The last year has seen some notable developments in the global international arbitration space. In this article, we take you through important legislative and judicial developments across our key office locations.  

United Kingdom

The United Kingdom saw efforts to modernize the legislative arbitration framework in England, Wales, and Northern Ireland. The Arbitration Act 2025, which came into force on 1 August 2025, introduced targeted reforms to the Arbitration Act 1996. The new law codified common law, making the 1996 Act more user-friendly and tidied up some irregularities within the 1996 Act. The key features of the new law, which applies to all arbitral proceedings commenced after 1 August 2025, including both court proceedings and arbitral awards, are discussed here

The latter half of 2025 also saw the announcement of the 14th Programme of Law Reform which aims to review the legal framework surrounding trust law arbitration, signalling a growing judicial and legislative interest in expanding arbitration's role in trust disputes. 

There were also some notable arbitration-related developments in the UK courts. In A Corporation v (1) Firm B (2) Mr W [2025] EWHC 1092 (Comm), the High Court clarified the boundaries of arbitral confidentiality, particularly for law firms that act for connected clients in multiple arbitrations. In CC/Devas (Mauritius) Ltd and Others v India [2025] EWHC 964 (Comm), the English High Court found that ratification of the New York Convention would not, by itself, waive a State’s sovereign immunity against the enforcement of an arbitral award against it. 

France

In France, efforts to reform the French arbitration law, which kicked off in 2024, continued through 2025. In March 2025, a 17-member working group submitted a report with reform proposals and a draft Code of Arbitration, which is expected to be codified in the second half of 2026. The Paris Court of Appeal also confirmed that an arbitral award would exclude procedural orders and interim measures. 

Switzerland

In Switzerland, the Court of Arbitration for Sport (CAS) issued a new Code of Sports-related Arbitration, which applies to all CAS procedures initiated from 1 July 2025. 

ICase of Semenya v Switzerland (Application no. 10934/21), the Grand Chamber of the European Court of Human Rights held that the Federal Supreme Court of Switzerland (and other national courts) was required to adopt a “particularly rigorous” standard while considering appeals to awards from CAS arbitrations in which fundamental individual rights were at stake. This judgment is important because, as warned in the dissenting opinion, it created a risk that this higher standard for review of arbitral awards would be applied by national courts to arbitral awards in general. 

Italy 

In Italy, the Tribunal of Milan clarified the scope of the 2023 reforms to the Italian arbitration law pursuant to which arbitral tribunals in Italian-seated arbitrations were authorized to grant interim measures in proceedings initiated after February 2023; the Tribunal held that arbitral tribunals would not have the power to issue interim measures in cases of proceedings arising from arbitration agreements which had been signed before February 2023. 

United Arab Emirates

UAE users were among the top users of arbitration at the ICC (ranking tenth overall), the LCIA (ranked fifth overall), and the SIAC (ranking eighth largest foreign user) (based on 2024 caseload statistics announced in 2025).
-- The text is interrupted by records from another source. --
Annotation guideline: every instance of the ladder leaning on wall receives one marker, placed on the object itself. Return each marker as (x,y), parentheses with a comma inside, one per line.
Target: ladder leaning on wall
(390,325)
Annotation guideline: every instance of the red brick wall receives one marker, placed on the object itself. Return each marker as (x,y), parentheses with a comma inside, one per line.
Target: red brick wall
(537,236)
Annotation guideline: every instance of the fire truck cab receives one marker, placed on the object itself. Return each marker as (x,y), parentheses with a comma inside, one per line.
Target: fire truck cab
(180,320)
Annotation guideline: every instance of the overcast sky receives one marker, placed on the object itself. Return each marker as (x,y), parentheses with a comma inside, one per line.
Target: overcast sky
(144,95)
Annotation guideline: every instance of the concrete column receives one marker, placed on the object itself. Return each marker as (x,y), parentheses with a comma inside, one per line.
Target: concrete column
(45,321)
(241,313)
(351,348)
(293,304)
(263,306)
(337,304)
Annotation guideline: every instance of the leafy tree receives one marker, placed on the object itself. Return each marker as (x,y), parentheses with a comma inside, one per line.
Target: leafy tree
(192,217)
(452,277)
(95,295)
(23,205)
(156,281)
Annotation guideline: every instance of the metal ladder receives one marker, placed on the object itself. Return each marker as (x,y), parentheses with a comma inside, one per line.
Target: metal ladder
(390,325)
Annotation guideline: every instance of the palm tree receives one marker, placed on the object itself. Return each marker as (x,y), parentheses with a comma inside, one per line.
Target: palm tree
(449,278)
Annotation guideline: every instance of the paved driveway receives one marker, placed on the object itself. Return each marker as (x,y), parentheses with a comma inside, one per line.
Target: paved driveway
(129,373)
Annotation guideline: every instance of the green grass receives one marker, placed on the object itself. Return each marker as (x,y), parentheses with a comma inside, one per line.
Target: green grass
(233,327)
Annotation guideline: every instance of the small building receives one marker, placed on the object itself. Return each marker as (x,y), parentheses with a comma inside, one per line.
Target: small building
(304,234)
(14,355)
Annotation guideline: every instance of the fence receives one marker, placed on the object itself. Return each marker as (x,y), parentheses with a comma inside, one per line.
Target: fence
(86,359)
Notably, the year also saw a conclusion to the uncertainty surrounding the signature requirements for an arbitral award. The UAE Federal and Local Judicial Principles Unification Authority confirmed that arbitral awards need only be signed on the final page of the award. All courts in the UAE must now comply with this interpretation of the signature requirement. Other notable pro-arbitration judicial decisions included a Dubai Court of Cassation judgment confirming an arbitral tribunal’s authority to issue anti-suit injunctions under the Federal Arbitration Law. 

Bahrain

In Bahrain, the Bahrain International Commercial Court (BICC) was launched. The BICC will have jurisdiction over disputes relating to arbitrations, including matters related to interim measures and tribunal composition, with the possibility of appeals to the Singapore International Commercial Court. Bahrain also became the first country in the Middle East to conclude a Host Country Agreement with the Permanent Court of Arbitration (PCA) to facilitate the conduct of PCA proceedings in Bahrain.

Qatar

In Qatar, the revised Arbitration Rules of the Qatar International Center for Conciliation and Arbitration came into force on 1 January 2025. The updated rules provide for expedited procedures, electronic submissions and digital signatures, and consolidation and joinder. The Qatar Financial Center (QFC) Court also exhibited a pro-arbitration stance by ruling, in two separate cases involving ambiguously worded arbitration clauses, that parties can designate the QFC as a supervisory court in their arbitration agreements, even if the arbitration is seated in onshore Qatar. 

Singapore

In Singapore, the seventh edition of the Arbitration Rules of the Singapore International Arbitration Centre (SIAC) came into effect on 1 January 2025 (the 2025 Rules). These rules, applicable to all arbitrations commenced from that date unless parties stipulate otherwise, are set to redefine the efficiency, flexibility, and transparency of the arbitration process. The key innovations of the 2025 Rules are discussed here. In August, SIAC also launched a Restructuring and Insolvency Arbitration Protocol which provides a procedure for arbitrating disputes related to restructuring, adjustment of debts, and insolvency. Over the year, the Singapore High Court also demonstrated its pro-arbitration stance by confirming that administrative and procedural decisions of arbitral institutions will only be revisited in exceptional circumstances and clarified the distinction between interim measures (which do not definitively resolve an issue and are inherently capable of variation) and final awards (which conclusively dispose of a claim).

Hong Kong

In Hong Kong, a project to review the existing national arbitration framework was announced in September 2025. A Working Group is currently undertaking the review process, and has identified as topics for consideration the governing law of the arbitration agreement, scope of disputes for arbitration, arbitral tribunal’s powers and jurisdiction, court’s powers, and the use of artificial intelligence in arbitration. 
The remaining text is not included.